TITLE: The admin behind the scenes
HEADLINE: You probably don't know his name, even if you're a PostgreSQL zealot. But Stephan Kaltenbrunner (also known as “Mastermind”) is a key member of the sysadmin team that builds and maintains the postgresql.org infrastructure. This tall and quiet Austrian guy has been involved in the web platform for years now, so we've decided to ask him about the evolution of the project through the last decade and the future of PostgreSQL's web presence: the new PGXN network, the death of pgFoundry and the recent upgrade of the front website….
PostgreSQL Mag: Who do you work for?
Stefan Kaltenbrunner: I work for Conova Communications GmbH in Salzburg, Austria as the team leader for the Engineering & Consulting department. Conova is a highly IT-Service company focusing on providing high-quality services out of its own large datacenter in Salzburg, and almost any internal or customer facing-project is running PostgreSQL in the backend.
PGM: How are you involved in the PostgreSQL project?

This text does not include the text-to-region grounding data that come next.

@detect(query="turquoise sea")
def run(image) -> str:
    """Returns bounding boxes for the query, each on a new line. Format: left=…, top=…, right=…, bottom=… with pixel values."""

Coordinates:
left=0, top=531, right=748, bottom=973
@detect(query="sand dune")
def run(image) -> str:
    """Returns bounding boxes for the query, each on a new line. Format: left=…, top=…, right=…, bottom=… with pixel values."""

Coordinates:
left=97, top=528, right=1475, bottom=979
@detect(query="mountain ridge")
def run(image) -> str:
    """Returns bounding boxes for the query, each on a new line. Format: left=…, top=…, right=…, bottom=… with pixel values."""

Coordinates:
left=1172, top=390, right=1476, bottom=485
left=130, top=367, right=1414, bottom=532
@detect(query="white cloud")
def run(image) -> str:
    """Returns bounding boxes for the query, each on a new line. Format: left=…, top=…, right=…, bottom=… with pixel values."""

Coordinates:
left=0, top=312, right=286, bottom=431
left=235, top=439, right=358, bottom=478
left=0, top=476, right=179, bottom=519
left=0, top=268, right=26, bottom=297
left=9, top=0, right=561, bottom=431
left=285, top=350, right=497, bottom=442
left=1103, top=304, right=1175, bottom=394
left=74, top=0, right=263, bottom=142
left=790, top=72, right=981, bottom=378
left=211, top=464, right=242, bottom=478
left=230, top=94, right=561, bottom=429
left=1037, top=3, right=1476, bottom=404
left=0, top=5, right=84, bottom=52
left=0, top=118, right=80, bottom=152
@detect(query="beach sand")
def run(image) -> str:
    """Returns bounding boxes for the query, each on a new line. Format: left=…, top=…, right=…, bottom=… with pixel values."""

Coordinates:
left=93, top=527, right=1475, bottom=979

SK: Aside from occasionally giving talks, probably the most visible (or invisible depending on how you look at it) thing is my involvement in the postgresql.org sysadmin and web teams. PostgreSQL is a huge, well established and well respected open source project, and as part of being a real open source project we also run our own infrastructure, fully community managed and operated.
PGM: Is it hard to be an admin of postgresql.org ? How many hours per week do you spend on this?
SK: Heh, “how hard is it?” - that's a really good question. Back in the '90s postgresql.org used to run on a single FreeBSD server sponsored and operated by hub.org. This was later expanded to 3 or 4 servers but it was still a small environment that was adequate to the needs of the projects 10-15 years ago.
However over the past 5-10 years with PostgreSQL getting rapidly developed, improved and attracting a larger community - both in terms of developers, contributors and users - the postgresql.org infrastructure grew. The community got new servers sponsored by companies other than hub.org; still inheriting a lot of the FreeBSD past but it helped to get new people involved with the topic.
Over the last few years the sysadmin team grew with even more serious server sponsors and a significant increase in what people wanted the infrastructure to deliver. We started working on a completely new concept for how we as a team could successfully design and run the postgresql.org infrastructure for the next 5-10 years, looking at new technologies and learning from past experience.
The end result is, in my opinion, a nice reflection on the rapid evolution and the technical excellence of PostgreSQL itself. We now run almost all services using cutting edge, KVM-based full virtualisation technology and we also have a very sophisticated custom deployment and management framework that allows us to do most stuff in minutes. The system as a whole has a very high level of automation. Newly installed VMs or even services added to existing ones are fully functional and automatically backed up, and monitoring and patching for security issues is now a matter of seconds which makes managing our 40+ VMs as well as the VM-Hosts much easier and more sustainable.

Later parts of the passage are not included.